Medan, katakabar.com – Kredit Rp23 miliar yang dikucurkan Bank Sumut ke PT Spectra Graha sejak 1994 untuk proyek perumahan di Kualanamu hingga kini tak jelas ujungnya. Tiga dekade berlalu, tapi pihak bank berdalih masih “merunut data”.

“Masih dirunut divisi terkait dokumennya,” ujar Juru Bicara Bank Sumut, Jalaluddin Ibrahim, Kamis (28/8/2025).
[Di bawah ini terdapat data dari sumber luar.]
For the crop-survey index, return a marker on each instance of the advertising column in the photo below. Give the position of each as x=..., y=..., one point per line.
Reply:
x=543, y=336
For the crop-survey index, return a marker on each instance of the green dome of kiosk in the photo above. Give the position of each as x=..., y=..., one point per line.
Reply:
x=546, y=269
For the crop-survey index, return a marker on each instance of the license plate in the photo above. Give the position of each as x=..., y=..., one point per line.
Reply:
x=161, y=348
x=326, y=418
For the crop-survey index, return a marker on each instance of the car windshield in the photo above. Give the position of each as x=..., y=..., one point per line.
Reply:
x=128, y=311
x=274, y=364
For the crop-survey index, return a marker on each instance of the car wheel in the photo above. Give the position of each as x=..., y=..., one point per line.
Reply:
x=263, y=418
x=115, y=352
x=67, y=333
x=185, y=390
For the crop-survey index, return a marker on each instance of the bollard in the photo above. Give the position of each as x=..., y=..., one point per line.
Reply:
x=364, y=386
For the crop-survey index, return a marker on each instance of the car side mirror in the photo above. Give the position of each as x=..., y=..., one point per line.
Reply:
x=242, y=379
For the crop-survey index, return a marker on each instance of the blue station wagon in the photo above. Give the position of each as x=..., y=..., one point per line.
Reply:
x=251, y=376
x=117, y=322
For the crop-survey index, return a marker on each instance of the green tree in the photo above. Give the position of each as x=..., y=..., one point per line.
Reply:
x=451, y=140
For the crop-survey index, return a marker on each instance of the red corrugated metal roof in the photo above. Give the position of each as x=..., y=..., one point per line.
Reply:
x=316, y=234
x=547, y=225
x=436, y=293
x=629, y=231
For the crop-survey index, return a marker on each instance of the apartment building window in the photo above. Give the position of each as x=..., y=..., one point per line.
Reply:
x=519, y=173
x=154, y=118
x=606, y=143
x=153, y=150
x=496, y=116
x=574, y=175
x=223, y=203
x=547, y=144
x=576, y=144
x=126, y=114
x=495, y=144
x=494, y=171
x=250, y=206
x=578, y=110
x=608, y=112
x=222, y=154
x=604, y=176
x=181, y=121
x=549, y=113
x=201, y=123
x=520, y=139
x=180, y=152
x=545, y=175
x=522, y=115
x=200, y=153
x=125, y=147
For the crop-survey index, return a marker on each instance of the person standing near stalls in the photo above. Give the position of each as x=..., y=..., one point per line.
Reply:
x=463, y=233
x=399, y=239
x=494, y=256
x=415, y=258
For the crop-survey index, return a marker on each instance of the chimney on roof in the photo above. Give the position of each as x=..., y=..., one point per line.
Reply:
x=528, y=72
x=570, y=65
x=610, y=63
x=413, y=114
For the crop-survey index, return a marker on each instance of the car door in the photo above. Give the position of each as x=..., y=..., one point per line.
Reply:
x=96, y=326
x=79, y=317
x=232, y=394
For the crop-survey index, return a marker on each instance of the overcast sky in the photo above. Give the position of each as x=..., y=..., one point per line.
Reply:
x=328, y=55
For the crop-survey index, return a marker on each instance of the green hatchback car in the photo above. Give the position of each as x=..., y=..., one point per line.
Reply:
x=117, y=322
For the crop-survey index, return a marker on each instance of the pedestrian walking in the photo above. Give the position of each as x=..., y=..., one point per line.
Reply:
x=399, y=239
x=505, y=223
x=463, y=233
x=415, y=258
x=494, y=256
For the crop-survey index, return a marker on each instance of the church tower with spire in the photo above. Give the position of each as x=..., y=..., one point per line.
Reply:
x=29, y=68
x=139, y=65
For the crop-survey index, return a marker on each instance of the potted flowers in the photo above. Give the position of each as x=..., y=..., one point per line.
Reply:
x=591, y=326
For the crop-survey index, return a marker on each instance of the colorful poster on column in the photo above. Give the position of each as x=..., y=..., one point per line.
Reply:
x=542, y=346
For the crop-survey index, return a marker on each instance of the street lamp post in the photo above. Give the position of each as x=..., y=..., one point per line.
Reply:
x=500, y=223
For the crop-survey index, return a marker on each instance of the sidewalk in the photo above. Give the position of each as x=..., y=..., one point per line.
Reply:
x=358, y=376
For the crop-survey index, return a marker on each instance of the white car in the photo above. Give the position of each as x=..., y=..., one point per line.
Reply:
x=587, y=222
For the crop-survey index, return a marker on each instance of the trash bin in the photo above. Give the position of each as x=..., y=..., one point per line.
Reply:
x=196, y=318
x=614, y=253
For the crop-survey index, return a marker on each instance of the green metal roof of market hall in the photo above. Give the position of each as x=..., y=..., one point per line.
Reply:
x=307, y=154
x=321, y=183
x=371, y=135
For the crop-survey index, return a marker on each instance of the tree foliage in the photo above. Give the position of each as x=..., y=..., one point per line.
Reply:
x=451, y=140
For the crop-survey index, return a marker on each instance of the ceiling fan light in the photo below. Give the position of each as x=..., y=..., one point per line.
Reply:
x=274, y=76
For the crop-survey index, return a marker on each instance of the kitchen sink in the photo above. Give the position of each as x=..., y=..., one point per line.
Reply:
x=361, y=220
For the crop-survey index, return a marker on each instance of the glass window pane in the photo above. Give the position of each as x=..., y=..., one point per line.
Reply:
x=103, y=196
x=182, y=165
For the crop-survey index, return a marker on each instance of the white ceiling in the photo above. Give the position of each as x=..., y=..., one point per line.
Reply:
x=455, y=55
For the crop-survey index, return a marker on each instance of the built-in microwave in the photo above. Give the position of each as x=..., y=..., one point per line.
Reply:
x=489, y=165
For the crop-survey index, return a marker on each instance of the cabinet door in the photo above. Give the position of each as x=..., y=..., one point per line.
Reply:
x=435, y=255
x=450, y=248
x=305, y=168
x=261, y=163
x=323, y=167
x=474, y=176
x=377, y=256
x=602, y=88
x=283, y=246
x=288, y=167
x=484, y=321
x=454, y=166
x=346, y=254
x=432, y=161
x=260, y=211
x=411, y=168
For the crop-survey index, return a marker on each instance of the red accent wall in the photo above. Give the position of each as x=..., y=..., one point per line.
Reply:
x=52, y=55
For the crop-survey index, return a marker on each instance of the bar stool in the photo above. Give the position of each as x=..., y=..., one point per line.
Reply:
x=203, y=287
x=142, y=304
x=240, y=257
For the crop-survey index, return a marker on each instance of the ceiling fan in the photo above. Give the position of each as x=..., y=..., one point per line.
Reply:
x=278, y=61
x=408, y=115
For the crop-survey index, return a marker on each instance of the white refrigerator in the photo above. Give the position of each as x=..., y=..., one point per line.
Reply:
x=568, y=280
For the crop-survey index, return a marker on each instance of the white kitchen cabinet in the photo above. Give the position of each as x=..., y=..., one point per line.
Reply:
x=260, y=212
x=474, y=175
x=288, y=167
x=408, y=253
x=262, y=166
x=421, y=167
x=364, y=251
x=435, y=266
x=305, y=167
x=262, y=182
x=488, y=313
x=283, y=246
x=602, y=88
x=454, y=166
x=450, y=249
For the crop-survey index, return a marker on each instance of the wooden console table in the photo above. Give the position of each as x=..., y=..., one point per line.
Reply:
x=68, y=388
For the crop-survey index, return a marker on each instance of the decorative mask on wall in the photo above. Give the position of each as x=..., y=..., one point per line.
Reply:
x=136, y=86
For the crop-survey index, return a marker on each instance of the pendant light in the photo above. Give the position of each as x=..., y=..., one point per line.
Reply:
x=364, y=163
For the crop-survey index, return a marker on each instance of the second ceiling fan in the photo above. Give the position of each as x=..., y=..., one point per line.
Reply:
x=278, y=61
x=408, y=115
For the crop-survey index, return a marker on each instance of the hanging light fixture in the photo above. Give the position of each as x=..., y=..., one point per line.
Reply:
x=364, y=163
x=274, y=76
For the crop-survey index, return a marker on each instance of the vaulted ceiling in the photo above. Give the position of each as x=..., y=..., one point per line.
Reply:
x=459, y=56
Ia menyinggung pergantian pejabat sebagai alasan lambatnya penyelesaian kasus ini.

Aktivis LP3, Hermanto Tarigan, menyindir keras: “Tiga puluh tahun macet, kalau bayi lahir saat itu, sekarang sudah bisa punya anak.”

Pinjaman Rp23 miliar itu diklaim untuk pembangunan di atas lahan 67–70 hektare di Suka Tani, Kualanamu. Faktanya, hingga kini tak ada satu pun rumah berdiri. Warga sekitar memastikan lahan tersebut kosong sejak dulu.

FKSM Sumut menuding ada indikasi kongkalikong antara bank dan pengembang. “Kalau dibiarkan, dana sebesar ini bisa jadi kerugian berlipat bagi Bank Sumut. Publik wajar bertanya: ada apa antara Bank Sumut dan PT Spectra Graha?,” kata Ketua FKSM, Irwansyah.

Aktivis mendesak Gubernur Sumut Bobby Nasution dan Kajati Harli Siregar turun tangan menyelamatkan dana negara. Apalagi, kasus pejabat Bank Sumut KCP Melati yang ditahan Kejati medio Agustus 2025 masih hangat.

“Bank Sumut jangan hanya sibuk poles citra. Uang rakyat harus kembali, bukan lenyap ditelan zaman,” tegas Hermanto.